啄木鳥no.20                                                     急に活発になった「ドローン」の動き               軍事優先意識で過剰規制も

首相官邸屋上に着陸(それとも墜落?)していたのが見つかって以来、15歳の少年による善光寺での墜落が判明したことも手伝って、小型の無人飛行機「ドローン」に対する関心が急速に増しているようだ。千葉県の幕張メッセで5月20日から23日まで開かれた「第1回国際ドローン展」は関心の高まりを示すように連日多くの人で賑わい、テレビ局も報道からワイドショーまで入り乱れて取材する騒ぎとなった。

 国際ドローン展には国内外35社が出展。デモフライトも行われたが、中心になったのは野波健蔵・千葉大学特任教授率いる「ミニサーベイヤーコンソーシアム」。千葉大学を中心に企業、自治体、官公庁、研究機関などが連携して、完全自律型電動マルチローターヘリコプター(ミニサーベイヤー)の普及を目指す。

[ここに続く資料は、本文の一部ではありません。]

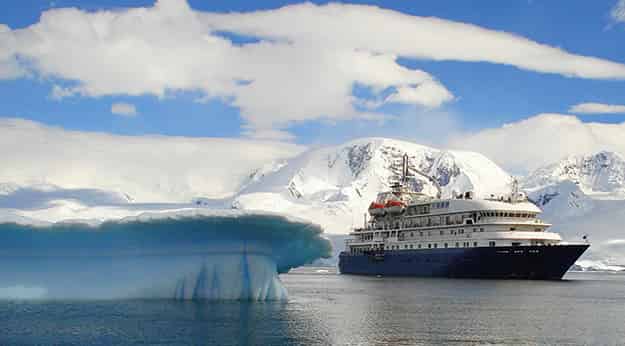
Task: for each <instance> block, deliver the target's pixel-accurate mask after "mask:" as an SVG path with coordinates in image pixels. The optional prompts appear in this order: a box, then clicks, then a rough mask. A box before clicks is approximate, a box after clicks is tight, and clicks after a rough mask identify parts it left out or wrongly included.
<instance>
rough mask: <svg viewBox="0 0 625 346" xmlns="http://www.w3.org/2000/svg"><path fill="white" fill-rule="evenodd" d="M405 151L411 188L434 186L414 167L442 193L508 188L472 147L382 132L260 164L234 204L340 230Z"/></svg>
mask: <svg viewBox="0 0 625 346" xmlns="http://www.w3.org/2000/svg"><path fill="white" fill-rule="evenodd" d="M404 153H407V154H408V155H409V158H410V161H409V164H410V170H411V172H412V174H415V178H414V180H413V181H412V184H414V188H415V189H416V190H422V191H423V192H425V193H429V194H431V195H435V194H436V189H435V187H434V186H433V185H432V183H431V182H429V181H428V180H427V179H426V178H424V177H422V176H420V175H416V173H415V170H420V171H422V172H425V173H426V174H428V175H430V176H433V177H435V179H437V181H438V182H439V184H440V185H441V186H442V190H443V196H451V195H452V192H453V191H456V192H465V191H474V193H475V194H476V195H478V196H483V197H485V196H489V195H490V194H491V193H494V194H501V193H503V192H507V191H509V189H510V183H511V177H510V176H509V175H508V174H507V173H506V172H504V171H503V170H502V169H501V168H499V167H498V166H497V165H496V164H494V163H493V162H491V161H490V160H488V159H487V158H485V157H484V156H482V155H480V154H478V153H471V152H465V151H444V150H439V149H435V148H431V147H427V146H423V145H419V144H415V143H410V142H405V141H399V140H392V139H386V138H362V139H358V140H354V141H351V142H348V143H345V144H342V145H339V146H334V147H325V148H319V149H314V150H309V151H307V152H305V153H303V154H301V155H299V156H297V157H295V158H293V159H290V160H287V161H286V162H283V163H281V164H280V165H279V166H275V167H274V169H273V170H265V171H264V174H263V175H262V176H260V177H256V178H255V179H254V181H251V182H250V183H249V184H247V185H246V186H245V187H244V188H243V189H242V190H241V191H239V193H238V194H236V195H235V197H233V203H232V205H233V206H234V207H235V208H240V209H259V210H270V211H276V212H281V213H289V214H293V215H298V216H300V217H302V218H305V219H307V220H311V221H314V222H318V223H320V224H321V225H322V226H323V227H324V229H326V231H327V232H329V233H335V234H346V233H348V232H349V231H350V229H351V228H353V227H354V226H356V225H360V224H361V223H362V222H363V219H364V213H366V210H367V207H368V205H369V203H371V201H373V200H375V198H376V196H377V194H378V193H379V192H381V191H385V190H388V189H389V186H390V184H391V183H392V182H393V180H396V179H398V177H399V175H400V171H401V169H400V163H401V159H402V156H403V155H404Z"/></svg>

純国産技術でドローンを量産するという計画で、機体メーカーは福島第一原発事故で放射能汚染された福島県南相馬市小高区に工場を建設して量産すると発表している。

 ドローンの特長の一つが4つないし6つのプロペラを持っていることだ。通常のヘリコプターのようにプロペラが2つのものよりも安定性が増し、空中でのホバリングも安定してできる。このためドローン飛行の目的として、写真や動画などの撮影が最も多い。3軸制御やGPSを使った位置照合などの要素技術がスマートフォンの発達で超小型化、精密化していることも、ドローンの進化を手伝っている。その半面、動力をモーターに頼らざるを得ないのが現状で、どの機種も搭載バッテリーの能力から飛行時間は10数分間に限られる。

 小型、無人、簡単に飛行させることができるという利点から、既に災害現場の状況確認などに使われているほか、報道やドラマでの撮影でも使われ始めた。搭載する撮影機材によってドローンの大きさも変わってくるが、放射線量が高すぎて人が入ることのできない福島第一原発事故の原子炉建屋の内部状況調査では、有線で母機とバッテリーをつないで飛行させるなどの工夫も進められているという。

 ドローンは元々、米軍が無人偵察機や無人攻撃機として開発したものとされる。それが玩具界に流れて、海外では一挙に広がった。私が初めてドローンの名を聞いたのは2年ほど前、アップル社のページだった。iPhoneiPadで操縦できる4枚プロペラのマルチコプターという触れ込みで売り出されたが、その頃には欧米では様々な空撮写真がSNSにアップされ、自由化を求めるアラブ諸国のデモの様子なども空撮されていた。

 この流れはインターネットを彷彿させる。米国が軍事部門の情報流通や高速計算などを行うため、いくつものコンピューターを結んだネットワークからインターネットは始まった。パソコンの高度化とともに、インターネットは当初の文字を打ち込んでネットをつないでいた状況から、クリック一つでどこにでもつながるようになった。パソコンだけではなく、スマホやタブレットでもインターネットは簡単に使える。

 国際ドローン展の盛況を見ていると、ドローンもインターネットと同じように「化ける」可能性は高い。そんな中で懸念されるのは、日本政府の規制第一主義と当局の取り締まり強化の動きだ。

15歳の少年は、浅草三社祭でドローンを飛ばすと何かで書いただけで逮捕された。政府の規制策に対する動きを、マスコミは連日のように報じている。それも、規制が当然といわんばかりに。日本政府は「集団的自衛権行使」を公言し、軍事技術の強化発展を進めており、大学の研究者に軍事技術開発への参加を呼びかけている。一連の規制措置は、市民のドローン活用は無人偵察機や無人攻撃機開発の妨害となるとみているのではないかと疑わざるを得ない。

 少年が飛行させた「Parrot Bebop Drone」はアップル社で買うと1セット13万円もする。そんな高価な「玩具」を次々持ち込んでいる少年の背景には気になる点もあるが、犯罪の予防として逮捕というのは、戦前を想起される危険な状況だ。国際ドローン展を視察した自民党の小泉進次郎議員は記者の質問に答えて「悪用を規制で防ごうと思ったら、イノベーションなんか進まない」と公言した。これが普通の認識だろう。